Australian teams are here to the play in 2019.
‘Centralisation’ in inverted commas seems to be working. Australian Super Rugby teams are suddenly competitive again. Increased standards of fitness to Wallaby standards mean we are no longer easy beats.
As is evidenced by Rounds 1 and 2, we can genuinely go toe to toe with New Zealand sides. Teams are not running out of puff or belief like they did in 2018.
This will ultimately be good news for all states and Wallaby aspirations in 2019. With solid coaching setups across the four franchises, improved fitness levels, Australian teams should start to inch up the Super Rugby table.
In so doing player confidence will increase and doubt will be put into the minds of the New Zealand opponents. A Kiwi win over an Aussie team is no longer assured.
So what has happened?
All Super Rugby teams now meet Wallaby fitness standards for a start.
There has been a New Zealand-type system of player movement among the franchises.
Brad Thorn stuck to his guns. The culture and hard work focus worked in the off season, as expected the Reds are primed in the dark red maroon colour playing never say die footy.
They came agonisingly close against the Highlanders.
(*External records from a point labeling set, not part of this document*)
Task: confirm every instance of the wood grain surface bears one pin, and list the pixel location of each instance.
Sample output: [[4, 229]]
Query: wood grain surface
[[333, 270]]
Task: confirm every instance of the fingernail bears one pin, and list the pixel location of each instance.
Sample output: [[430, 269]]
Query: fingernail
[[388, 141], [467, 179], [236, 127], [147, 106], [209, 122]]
As a Queenslander I was more proud. They didn’t roll over, instead they punched back from sizeable deficits on three occasions. Smarter kicking needs to be the Reds’ focus going forward.
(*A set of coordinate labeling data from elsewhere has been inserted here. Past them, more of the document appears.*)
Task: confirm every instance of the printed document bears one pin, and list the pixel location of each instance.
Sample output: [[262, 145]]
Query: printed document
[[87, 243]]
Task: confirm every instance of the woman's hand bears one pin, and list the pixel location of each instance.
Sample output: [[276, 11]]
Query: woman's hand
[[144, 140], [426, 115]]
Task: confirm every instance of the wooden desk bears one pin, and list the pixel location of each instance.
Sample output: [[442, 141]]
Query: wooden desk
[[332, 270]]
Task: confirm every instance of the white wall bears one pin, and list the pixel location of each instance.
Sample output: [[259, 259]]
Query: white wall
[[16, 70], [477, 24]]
Another let down was the final try gifted to the Chiefs after a back raced off the line and tackled an inside opponent instead of marking his outside opponent.
Something else happened. There was a new lease of life for the exiled Queensland sons. This has been a boom for the other Aussie franchises. Quade Cooper at the Rebels, James Slipper with the Brumbies and Karmichael Hunt with the Wallabies.
Other players have also moved between squads to provide players with opportunities and to fill weaknesses in teams.
That said, looking across the Australian teams, the Reds are at a distinct disadvantage at number 10. For teams to be contenders, the number 10 is critical. Play makers are key match winners. They can change a game in the blink of an eye.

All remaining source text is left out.